My favorite thing about No Man's Sky is that it probably made a lot of people realize that procedural generation is more of a dead end than it is the future.

Or that bigger doesn't equal better.

Open world collectathons and copy and paste quests have been the worst part of this gen so far.

On topic, this game looks like complete shit.
 
I too can OCD my way into doing some useless task for a long time. Doesn't mean I enjoyed that task while I was doing it, or at least enough to justify the time spent on it.

Plus he notes that he stakes his reputation on finishing games.

Sure, but not for 58 hours.
It's really become a meme at this point.
 
Yet he still played for 58 hours, not many games can captivate people for that long so despite what people say he still got way more out of it than his monies worth otherwise he would have stopped 50 or more hours ago.
Captivated is not the right word as he was making himself as informed as possible for the sake of this video critique. Doesn't mean that the game is captivating in anyway shape or form, especially with this amount of not very easy to miss design flaws coupled with baffling decisions like making sure EVERY planet is the same with a new palette. I'd sincerely recommend watching the video before posting and making assumptions about the creator of said video or at least make it less obvious that you didn't bother watching the content in the OP.
 
Yet he still played for 58 hours, not many games can captivate people for that long so despite what people say he still got way more out of it than his monies worth otherwise he would have stopped 50 or more hours ago.
I've played plenty of shitty games for long periods of times.

It's what you do when you want to be informed about a game. Or in Joseph's case, when he wants to be informed since this is what his channel is about...
 
Damn, his answer to "what do you do in this game" is the by far the definitive one.

And unfortunately, that part of the game is also undercooked and significantly less wondrous or novel than anything you can derive satisfaction from, or what was advertised.
 
this is the first in depth video i've seen that actually critiqued the gameplay instead of the "controversy"

so glad i never fell into the hype. game looks like straight up boo boo
 
Saw this earlier after LGR retweeted it. Kudos to him for putting up with the pain, suffering, and monotony to make this video so thorough - makes me appreciate what critics have to go through. It's interesting that he brings up the question if it is a statement on the overly large worlds that rely on procedural generation as a crutch. There was some talk of this in the opening week, but it fizzled out when the backlash got into full stride. It wouldn't excuse the poor quality of the gameplay loop, but you have to wonder after such an in-depth dissection if there is something to it. Even if it's not (it's probably not), it'll be interesting how NMS affects future games touting such features, especially after Deus Ex took the opposite approach and is getting unanimous praise for it.
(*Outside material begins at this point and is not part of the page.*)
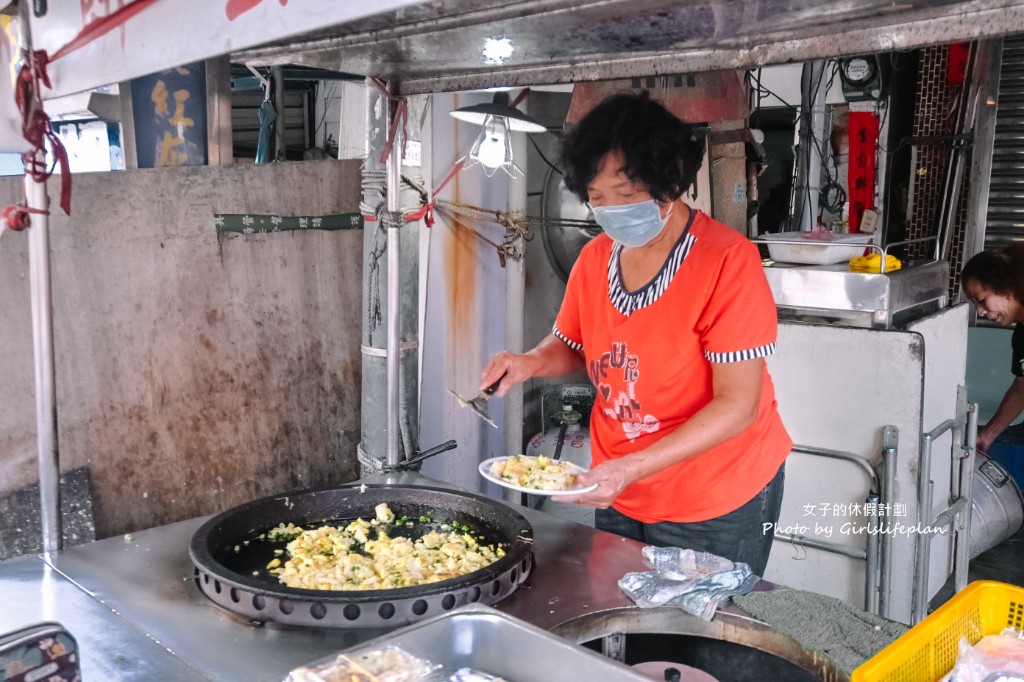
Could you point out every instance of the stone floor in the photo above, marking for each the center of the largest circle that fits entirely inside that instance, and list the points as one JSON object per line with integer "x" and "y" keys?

Also, lol at the ending. It's such a perfect "fuck you" send-off.


Please watch the video. You're embarrassing yourself.
 
Yet he still played for 58 hours, not many games can captivate people for that long so despite what people say he still got way more out of it than his monies worth otherwise he would have stopped 50 or more hours ago.

He played that long purely for the sake of his video. In the video he points out that he became bored of it quickly, but has a channel policy to finish every game he starts before critiquing it. In fact, he points out that this is the game that almost made him abandon his "finish every game" policy, but he stuck with it to find out what happens when you reach the galactic center.

Edit: I see now that others have already pointed this out.
 
oh man, that ending, rofl.

This game. Sigh. Hype train off the rails + ridiculous price. No way it could have gone wrong.